Senolytics

What are Senolytics?

Senescent – The loss of a cell’s ability to divide and grow.
Lytic – To destroy.

Senolytics is a broad term used to describe small molecules that act to initiate death of cells that are no longer dividing. These bioactive compounds are growing in popularity among the anti-aging community as more research continues to investigate the way in which senolytics delay, prevent, reverse, or reduce age-related diseases.

Senolytics were originally thought to be a potential treatment for cancer as a way to destroy tumor cells which had become ‘immortal’. Scientists discovered senescent cells could also be targeted, which could aid in reducing other age-related diseases.
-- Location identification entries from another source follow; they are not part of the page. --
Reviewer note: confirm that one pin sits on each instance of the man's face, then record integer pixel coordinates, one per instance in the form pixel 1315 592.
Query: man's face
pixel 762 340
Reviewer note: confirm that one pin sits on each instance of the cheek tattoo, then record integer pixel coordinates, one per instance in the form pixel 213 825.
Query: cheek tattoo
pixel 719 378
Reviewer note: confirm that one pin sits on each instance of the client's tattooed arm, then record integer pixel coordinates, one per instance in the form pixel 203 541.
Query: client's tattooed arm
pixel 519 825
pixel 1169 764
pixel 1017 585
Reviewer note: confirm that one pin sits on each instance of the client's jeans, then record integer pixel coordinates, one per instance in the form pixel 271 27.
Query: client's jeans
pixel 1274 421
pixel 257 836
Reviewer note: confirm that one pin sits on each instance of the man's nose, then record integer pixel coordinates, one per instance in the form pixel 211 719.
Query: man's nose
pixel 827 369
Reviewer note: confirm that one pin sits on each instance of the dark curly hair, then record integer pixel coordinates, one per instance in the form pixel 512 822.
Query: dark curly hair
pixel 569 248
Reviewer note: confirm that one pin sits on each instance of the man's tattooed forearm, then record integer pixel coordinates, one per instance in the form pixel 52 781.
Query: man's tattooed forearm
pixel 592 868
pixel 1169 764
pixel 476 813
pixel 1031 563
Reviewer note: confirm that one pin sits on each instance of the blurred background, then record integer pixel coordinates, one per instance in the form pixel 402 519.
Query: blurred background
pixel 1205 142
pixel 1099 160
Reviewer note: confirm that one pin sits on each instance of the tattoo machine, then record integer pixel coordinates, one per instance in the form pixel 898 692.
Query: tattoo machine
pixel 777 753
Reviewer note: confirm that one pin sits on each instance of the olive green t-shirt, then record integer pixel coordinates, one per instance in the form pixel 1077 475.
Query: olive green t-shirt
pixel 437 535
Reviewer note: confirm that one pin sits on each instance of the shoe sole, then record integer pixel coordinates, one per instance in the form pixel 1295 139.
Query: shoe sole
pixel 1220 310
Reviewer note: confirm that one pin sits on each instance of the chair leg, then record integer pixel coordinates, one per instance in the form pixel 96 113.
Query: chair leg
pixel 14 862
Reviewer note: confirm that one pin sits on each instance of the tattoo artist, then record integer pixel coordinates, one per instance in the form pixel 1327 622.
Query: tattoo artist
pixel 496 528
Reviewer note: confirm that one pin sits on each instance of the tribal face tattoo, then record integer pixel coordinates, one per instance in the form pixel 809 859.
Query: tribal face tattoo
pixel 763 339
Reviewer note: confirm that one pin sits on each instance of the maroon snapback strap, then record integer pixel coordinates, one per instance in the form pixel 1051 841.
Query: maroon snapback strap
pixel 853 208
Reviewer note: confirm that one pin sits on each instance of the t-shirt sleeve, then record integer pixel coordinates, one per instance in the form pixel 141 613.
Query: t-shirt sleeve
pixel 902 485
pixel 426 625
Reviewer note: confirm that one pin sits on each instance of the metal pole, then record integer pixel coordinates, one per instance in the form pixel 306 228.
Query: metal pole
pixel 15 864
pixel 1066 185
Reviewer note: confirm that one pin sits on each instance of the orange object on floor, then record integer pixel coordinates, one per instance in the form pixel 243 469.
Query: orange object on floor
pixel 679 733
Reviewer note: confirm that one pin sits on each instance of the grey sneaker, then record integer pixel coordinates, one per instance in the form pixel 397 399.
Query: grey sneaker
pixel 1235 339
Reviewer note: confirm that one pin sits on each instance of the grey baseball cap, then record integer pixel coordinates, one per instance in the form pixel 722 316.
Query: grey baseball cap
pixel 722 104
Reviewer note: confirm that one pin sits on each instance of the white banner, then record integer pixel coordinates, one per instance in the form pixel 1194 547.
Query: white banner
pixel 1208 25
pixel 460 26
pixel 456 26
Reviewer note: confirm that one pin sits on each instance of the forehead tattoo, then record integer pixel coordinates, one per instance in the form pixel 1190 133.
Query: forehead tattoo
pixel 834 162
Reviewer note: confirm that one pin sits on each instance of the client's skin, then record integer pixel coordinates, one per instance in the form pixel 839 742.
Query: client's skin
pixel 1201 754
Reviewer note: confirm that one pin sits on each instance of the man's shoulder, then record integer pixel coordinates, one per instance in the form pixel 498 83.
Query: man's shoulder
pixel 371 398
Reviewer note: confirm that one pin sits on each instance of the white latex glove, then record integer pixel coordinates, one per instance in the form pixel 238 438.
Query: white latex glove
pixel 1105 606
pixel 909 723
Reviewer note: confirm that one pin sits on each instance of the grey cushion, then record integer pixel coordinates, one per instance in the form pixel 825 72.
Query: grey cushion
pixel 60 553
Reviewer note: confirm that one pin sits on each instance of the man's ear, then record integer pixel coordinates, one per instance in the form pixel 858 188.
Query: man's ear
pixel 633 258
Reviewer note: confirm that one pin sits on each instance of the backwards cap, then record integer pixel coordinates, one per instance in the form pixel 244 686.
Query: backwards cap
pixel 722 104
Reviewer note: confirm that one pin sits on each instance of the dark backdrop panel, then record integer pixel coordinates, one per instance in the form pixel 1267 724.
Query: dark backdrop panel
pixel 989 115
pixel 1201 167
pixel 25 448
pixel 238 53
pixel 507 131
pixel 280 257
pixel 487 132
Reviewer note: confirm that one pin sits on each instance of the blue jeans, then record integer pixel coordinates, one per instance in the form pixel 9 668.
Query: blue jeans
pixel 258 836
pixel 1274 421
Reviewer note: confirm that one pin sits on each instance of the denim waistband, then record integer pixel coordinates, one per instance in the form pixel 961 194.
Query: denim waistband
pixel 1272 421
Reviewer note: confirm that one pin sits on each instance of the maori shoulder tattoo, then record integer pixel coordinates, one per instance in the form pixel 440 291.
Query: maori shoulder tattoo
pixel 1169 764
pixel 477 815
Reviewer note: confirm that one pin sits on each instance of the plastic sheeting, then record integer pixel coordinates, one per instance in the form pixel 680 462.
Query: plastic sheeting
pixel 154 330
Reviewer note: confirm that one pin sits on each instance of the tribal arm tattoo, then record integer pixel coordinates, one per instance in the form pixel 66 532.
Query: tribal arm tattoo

Victor Björk, a student of Molecular Biology at Uppsala University and administrative assistant for the Gerontology Research Group (GRG), explains senescent cells and aging.

Senescent Cells and Aging

When cells do not enter apoptosis, the body’s natural programmed death of cells, they become senescent. The accumulation of these types of cells can emit potentially harmful chemical signals to nearby cells that encourage the same senescent state.

Senescent cells can cause the degradation of tissue function and can increase levels of chronic inflammation, a common factor in age-related diseases. Senescent cells increase inflammation by secreting pro-inflammatory cytokines, chemokines and extracellular matrix proteases. This process is known as the Senescence Associated Secretory Phenotype (SASP), or a set of physical characteristics that contribute to aging and cancer.